We all know what a motto is, right?

And we know what separates a good motto from a not so good motto…namely, that we remember the good one.

Nike’s motto is a good one (Just do it).

Google’s motto not so good (Don’t be evil).

So a motto is a tag line, a slogan, a brief encapsulation of a core principle or purpose. They’re a condensed vision statement that is intended to be unforgettable.

Mottos are typically found on badges, banners, corporate seals, sides of buildings, billboards and T shirts.

The United States of America has a motto.

We didn’t always have one. We weren’t founded with one, nothing formally acknowledged that is. The Latin phrase, E Pluribus Unum (Out of many, one) was behaving as our motto up until 1956. Then, because of the Red Scare of Communism and the beginning of the Cold War, the phrase was given the cold shoulder. It was in 1956 that Congress passed an act, H.J. Resolution 396, adopting “In God We Trust” as the official motto of America. In the face of the atheistic, non-believing, religious oppressing, private property and wealth denying communist peril, we put our motto where our mouths were.

Our motto is found on our currency…our minted and printed money.

To make note that this motto has been controversial is to put it simply. But it is rather simple.

The use of the word ‘God’ in the motto for a country founded, in part, upon the freedom to not believe, as well as the freedom to believe in whatever you’d like, seems questionable.

Even one of our past Presidents considered this to be a bit of a sacrilege (whether it was a sacrilege towards God or towards money was not clear).

No matter. The motto is the motto.

My concern in bringing this up is that we seem to be a country living and promoting fear and not a country that’s trusting of much of anything at all. (other dimensional or not).

Our chosen motto is sounding and feeling hollow.

It’s like the Ford Motor Company having the motto, “Quality is job one” while producing Pintos.

There’s a serious disconnect here.

Trust is the necessary force and energy that brings a culture together and allows great things to happen. When we each trust in the goodness within us to bring out the goodness in those around us, we become more than a collection of individuals. We become a healthy and caring community, a nation of peoples united in that belief.
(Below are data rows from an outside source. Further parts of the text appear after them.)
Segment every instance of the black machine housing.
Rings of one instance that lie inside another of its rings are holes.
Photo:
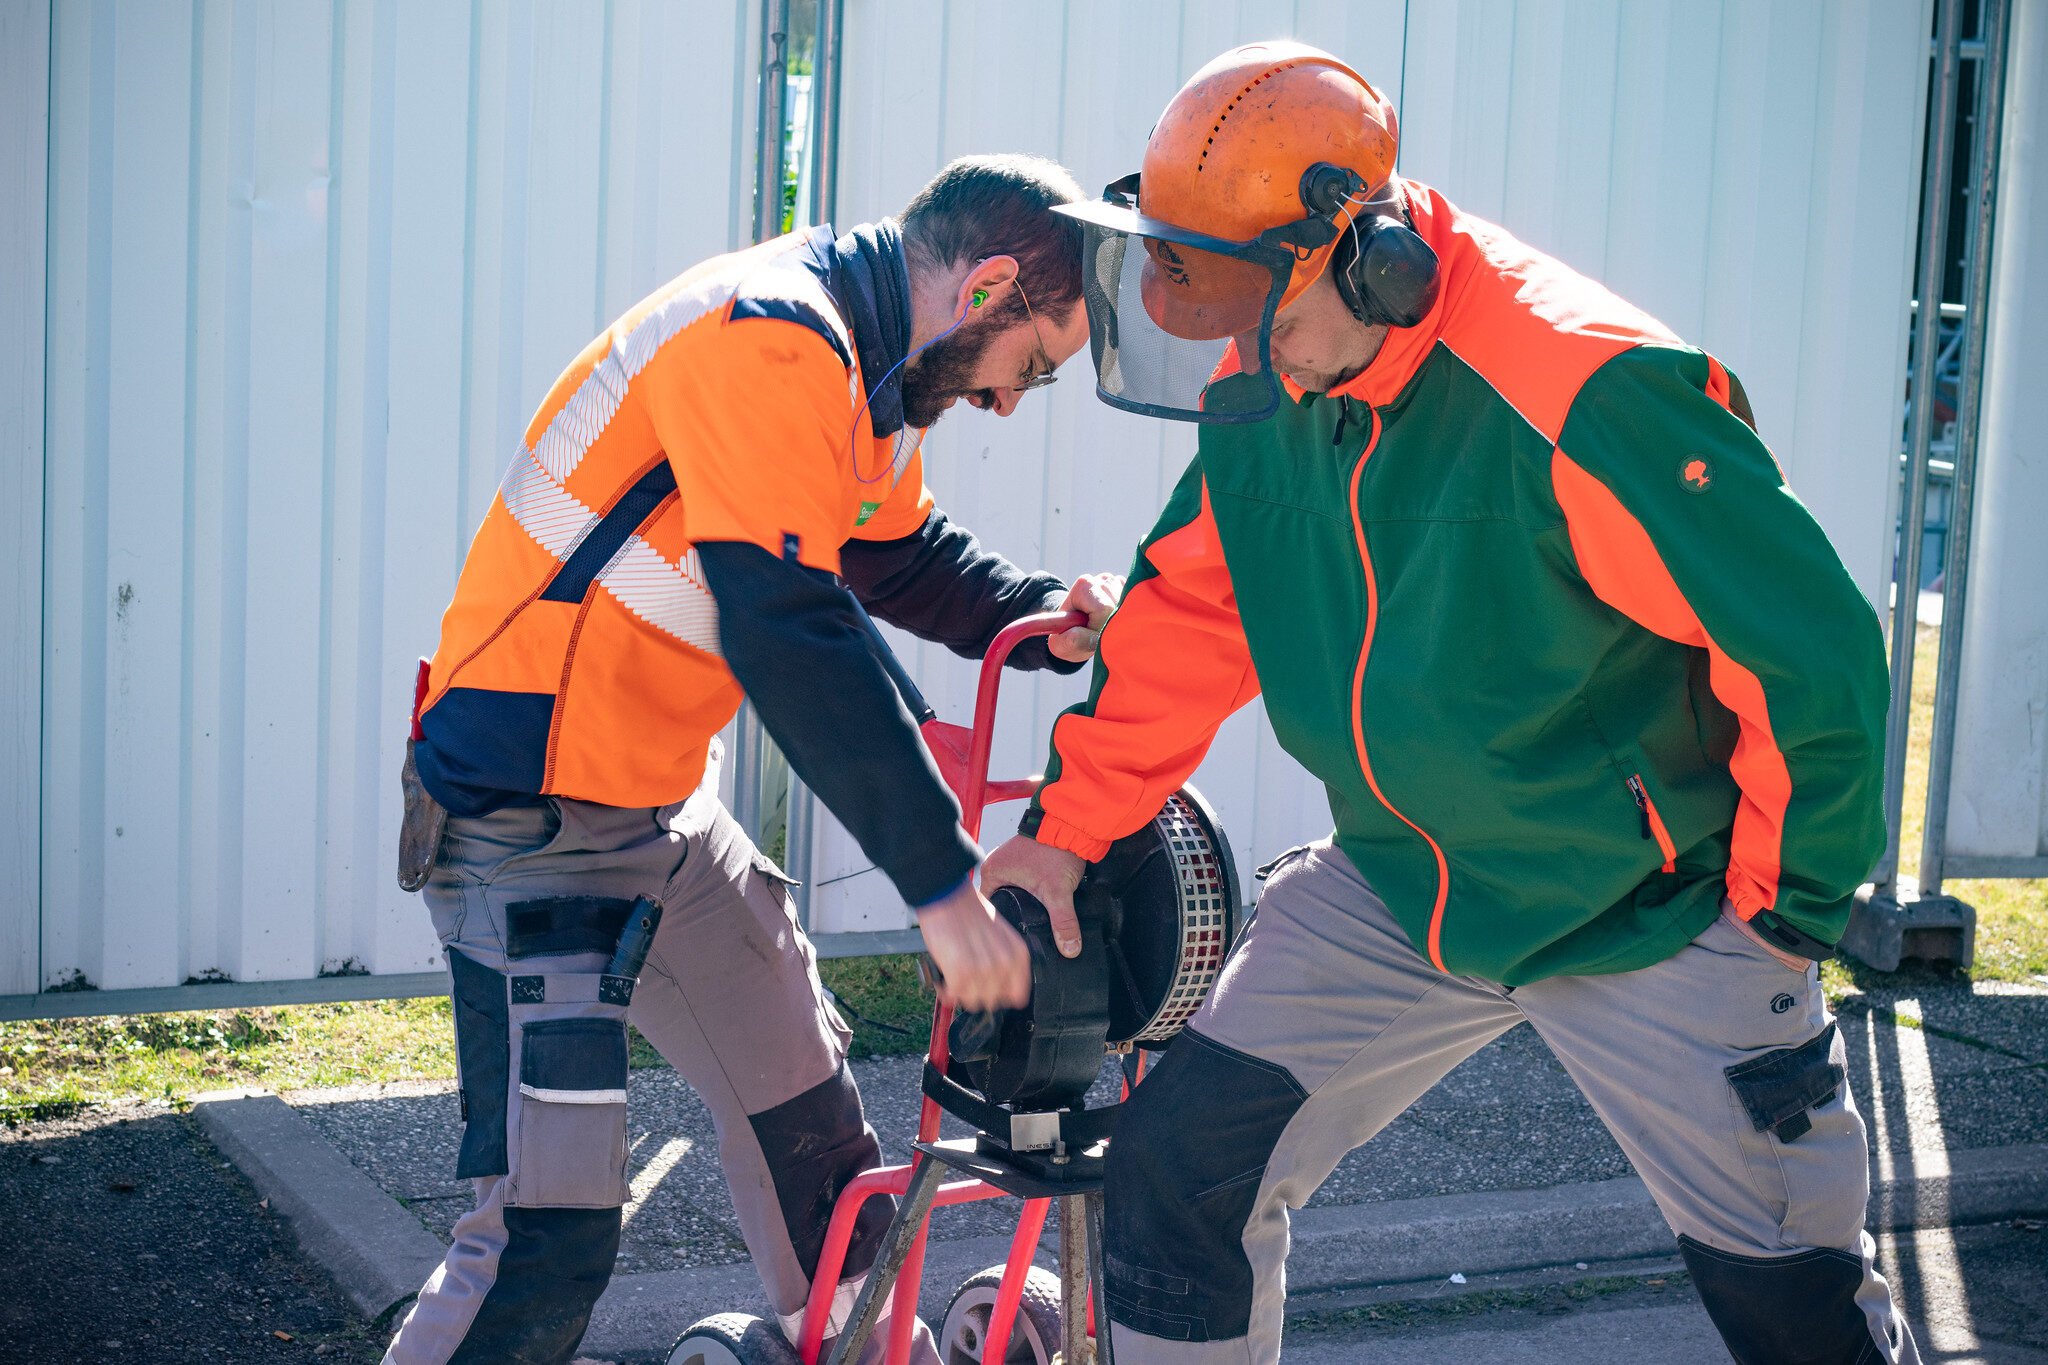
[[[1085,1148],[1114,1120],[1114,1105],[1083,1108],[1105,1051],[1171,1042],[1236,942],[1229,840],[1199,792],[1174,793],[1090,864],[1074,893],[1079,957],[1060,955],[1034,897],[1002,887],[990,900],[1030,949],[1031,1002],[956,1016],[946,1075],[927,1068],[926,1093],[981,1130],[984,1145]],[[1039,1116],[1053,1121],[1030,1121]]]

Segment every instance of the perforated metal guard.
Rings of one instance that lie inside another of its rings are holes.
[[[1173,854],[1179,883],[1180,963],[1166,999],[1134,1042],[1163,1043],[1179,1033],[1216,984],[1230,948],[1230,898],[1225,861],[1207,826],[1185,797],[1174,793],[1156,821]],[[1219,836],[1220,837],[1220,834]]]

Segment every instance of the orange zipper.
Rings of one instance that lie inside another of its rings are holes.
[[[1346,410],[1339,410],[1338,420],[1342,420]],[[1429,960],[1438,971],[1448,973],[1450,968],[1444,966],[1443,930],[1444,902],[1451,891],[1450,866],[1444,861],[1444,851],[1437,846],[1436,840],[1387,800],[1387,794],[1380,790],[1379,779],[1372,775],[1372,759],[1365,752],[1365,661],[1372,653],[1373,630],[1380,619],[1379,583],[1373,577],[1372,556],[1365,548],[1365,523],[1358,515],[1358,481],[1365,473],[1365,462],[1372,458],[1373,449],[1380,443],[1379,409],[1367,404],[1366,411],[1372,414],[1372,435],[1366,438],[1365,449],[1359,452],[1358,463],[1351,470],[1351,534],[1358,543],[1358,562],[1365,566],[1365,642],[1359,646],[1358,667],[1351,674],[1351,743],[1358,751],[1358,766],[1365,773],[1365,785],[1372,788],[1372,794],[1396,820],[1422,835],[1422,842],[1428,844],[1429,851],[1436,855],[1436,904],[1429,912]]]
[[[1664,870],[1678,871],[1678,849],[1671,842],[1671,831],[1664,828],[1664,817],[1657,814],[1657,803],[1650,799],[1650,789],[1643,784],[1641,773],[1628,780],[1628,794],[1636,799],[1636,809],[1643,813],[1643,837],[1655,839],[1657,847],[1664,854]]]

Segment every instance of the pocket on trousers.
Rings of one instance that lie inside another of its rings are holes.
[[[520,1030],[512,1203],[611,1208],[625,1202],[626,1070],[623,1018],[538,1019]]]
[[[1808,1111],[1840,1094],[1847,1076],[1831,1055],[1834,1041],[1830,1023],[1798,1047],[1778,1048],[1726,1069],[1723,1074],[1757,1132],[1796,1142],[1812,1129]]]
[[[756,850],[754,853],[754,876],[767,889],[768,899],[789,919],[796,918],[796,895],[792,887],[803,885],[796,878],[775,865],[775,860]]]
[[[505,1098],[512,1069],[511,1013],[505,978],[448,949],[455,1005],[455,1065],[461,1077],[462,1143],[455,1154],[455,1178],[503,1175]]]

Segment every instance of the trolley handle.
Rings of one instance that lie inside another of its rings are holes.
[[[988,757],[995,747],[996,693],[1002,689],[1004,662],[1010,651],[1026,640],[1087,624],[1085,611],[1042,611],[1010,622],[989,642],[988,653],[981,659],[981,682],[974,693],[974,742],[967,751],[966,790],[960,793],[962,811],[974,819],[968,832],[975,838],[981,837],[981,811],[988,804]]]

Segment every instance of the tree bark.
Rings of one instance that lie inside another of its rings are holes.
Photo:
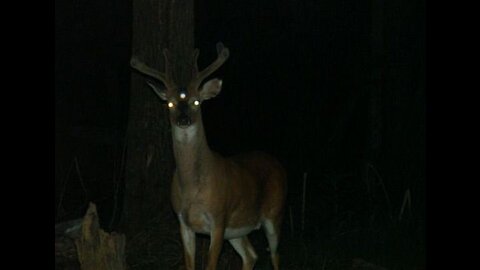
[[[375,179],[372,165],[376,166],[376,159],[382,143],[382,91],[384,88],[383,75],[385,69],[384,59],[384,0],[372,0],[371,15],[371,84],[368,91],[368,127],[366,134],[366,147],[364,154],[363,176],[367,193],[371,195]]]
[[[190,79],[193,12],[193,0],[134,0],[132,55],[164,71],[162,50],[168,48],[174,57],[174,78],[179,84]],[[121,222],[127,240],[170,210],[173,167],[168,111],[145,77],[132,70]]]

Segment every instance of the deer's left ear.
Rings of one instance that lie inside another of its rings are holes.
[[[200,90],[200,98],[202,100],[207,100],[215,97],[222,90],[222,80],[211,79],[208,82],[204,83],[202,89]]]

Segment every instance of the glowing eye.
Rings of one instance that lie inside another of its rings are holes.
[[[168,107],[173,108],[173,102],[168,102]]]
[[[185,93],[180,93],[180,98],[181,98],[181,99],[184,99],[184,98],[186,98],[186,97],[187,97],[187,95],[185,95]]]
[[[194,104],[195,106],[198,106],[198,105],[200,105],[200,101],[195,100],[195,101],[193,102],[193,104]]]

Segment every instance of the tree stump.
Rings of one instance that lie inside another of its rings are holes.
[[[103,231],[93,203],[83,218],[81,236],[75,240],[75,245],[82,270],[126,269],[125,235]]]

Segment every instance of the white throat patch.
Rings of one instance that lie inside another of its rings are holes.
[[[198,126],[193,124],[187,128],[173,126],[173,138],[182,143],[189,143],[197,135]]]

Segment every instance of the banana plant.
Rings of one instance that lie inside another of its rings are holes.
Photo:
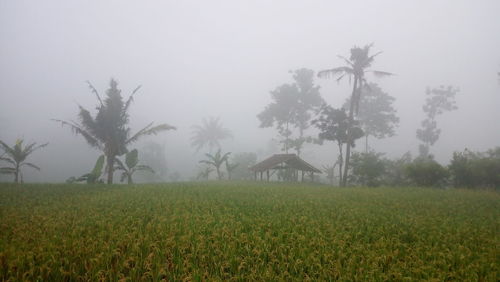
[[[220,171],[220,166],[226,162],[226,160],[229,158],[229,155],[231,152],[222,154],[221,150],[219,149],[217,153],[214,155],[212,154],[205,154],[207,156],[206,160],[201,160],[200,163],[202,164],[207,164],[209,166],[213,166],[215,168],[215,171],[217,171],[217,179],[221,180],[222,179],[222,172]]]
[[[203,180],[208,180],[210,177],[210,173],[214,171],[213,168],[209,166],[204,166],[203,168],[200,168],[200,171],[198,172],[198,175],[196,176],[197,180],[203,179]]]
[[[139,152],[137,149],[134,149],[127,154],[125,154],[125,164],[119,159],[115,159],[116,167],[115,170],[122,170],[122,175],[120,177],[120,182],[125,181],[127,179],[128,184],[133,184],[134,181],[132,179],[132,175],[136,171],[149,171],[151,173],[155,173],[155,171],[147,165],[139,164]]]
[[[103,174],[104,167],[104,155],[101,155],[97,158],[95,162],[94,169],[91,172],[86,173],[78,178],[72,176],[66,180],[66,183],[74,183],[74,182],[87,182],[87,184],[95,184],[95,183],[104,183],[101,178]]]

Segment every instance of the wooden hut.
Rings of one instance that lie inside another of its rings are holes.
[[[263,180],[265,173],[267,181],[279,171],[282,173],[278,174],[278,180],[287,181],[298,181],[299,172],[302,174],[302,181],[304,181],[304,175],[309,175],[311,181],[314,181],[314,173],[321,173],[321,170],[299,158],[296,154],[273,155],[250,167],[250,170],[254,172],[256,180],[259,177],[260,180]]]

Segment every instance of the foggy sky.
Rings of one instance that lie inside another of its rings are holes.
[[[438,117],[442,133],[431,148],[446,164],[453,151],[500,145],[498,11],[494,0],[0,0],[0,140],[50,143],[31,159],[42,171],[25,170],[30,181],[85,173],[99,152],[50,119],[76,120],[78,104],[95,112],[85,81],[104,94],[113,77],[125,97],[143,85],[130,111],[133,131],[150,121],[178,127],[132,148],[167,144],[170,171],[188,178],[202,158],[189,146],[202,118],[220,117],[232,130],[224,151],[265,157],[276,131],[259,128],[256,115],[271,90],[291,82],[289,70],[340,66],[337,55],[373,42],[383,51],[373,68],[396,75],[369,79],[396,98],[401,120],[397,136],[373,148],[415,155],[426,87],[454,85],[459,109]],[[335,107],[350,94],[347,80],[316,83]],[[308,145],[304,158],[321,167],[336,148]]]

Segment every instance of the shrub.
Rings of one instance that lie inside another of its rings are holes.
[[[500,147],[486,153],[454,152],[449,170],[455,187],[500,189]]]
[[[353,153],[351,159],[352,173],[350,183],[363,186],[379,186],[385,173],[385,162],[382,153]]]
[[[406,175],[418,186],[443,186],[448,178],[448,171],[434,159],[416,158],[406,165]]]
[[[406,174],[406,166],[412,163],[410,152],[406,152],[399,159],[385,159],[385,173],[382,182],[389,186],[408,186],[410,180]]]

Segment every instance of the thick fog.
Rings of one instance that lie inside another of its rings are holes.
[[[438,118],[431,153],[446,164],[454,151],[500,145],[500,1],[0,1],[0,140],[49,142],[33,153],[40,172],[25,180],[62,182],[89,171],[97,150],[51,119],[95,112],[85,81],[104,94],[110,78],[128,97],[137,131],[149,122],[177,127],[131,146],[165,144],[169,173],[197,173],[206,150],[190,146],[192,126],[220,117],[233,138],[223,151],[279,151],[274,128],[257,114],[290,70],[343,65],[354,45],[374,43],[374,69],[394,76],[370,81],[396,98],[396,136],[371,147],[398,157],[418,152],[426,87],[460,88],[458,110]],[[322,97],[340,107],[348,80],[316,78]],[[317,134],[311,129],[311,134]],[[356,149],[362,148],[362,140]],[[336,146],[308,144],[303,158],[321,167]],[[10,177],[10,176],[9,176]],[[3,180],[7,179],[5,176]],[[10,178],[8,178],[10,179]]]

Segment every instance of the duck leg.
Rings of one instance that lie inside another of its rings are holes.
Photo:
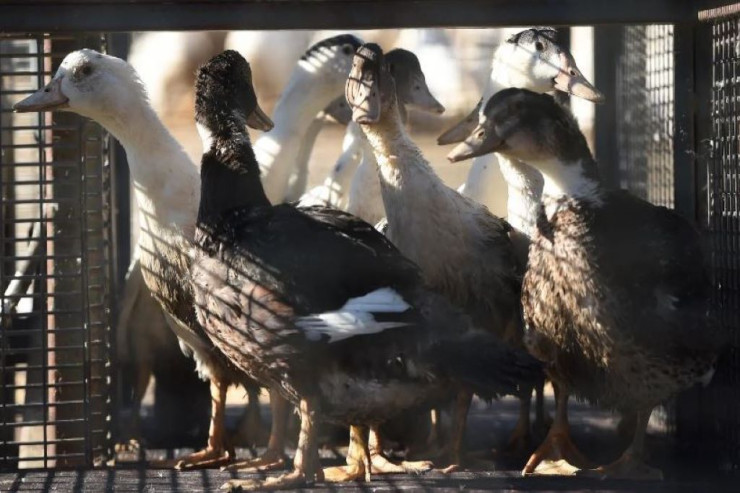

This is why the income inequality gap has created such an angst among us. This growing chasm is corroding the trust we once had as a populace that our nation’s abundance would be proportionately shared and that the opportunities for personal advancement would be equally available.

Most of us have serious doubts about both of these now.

We are losing our trust.

I shudder to think what an honest motto for us might be nowadays.

The hypocrisy of our current one, however, nearly unbearable.

I’m not worried about the word ‘God’.

It’s the crumbling of our trust in one another that has me aching.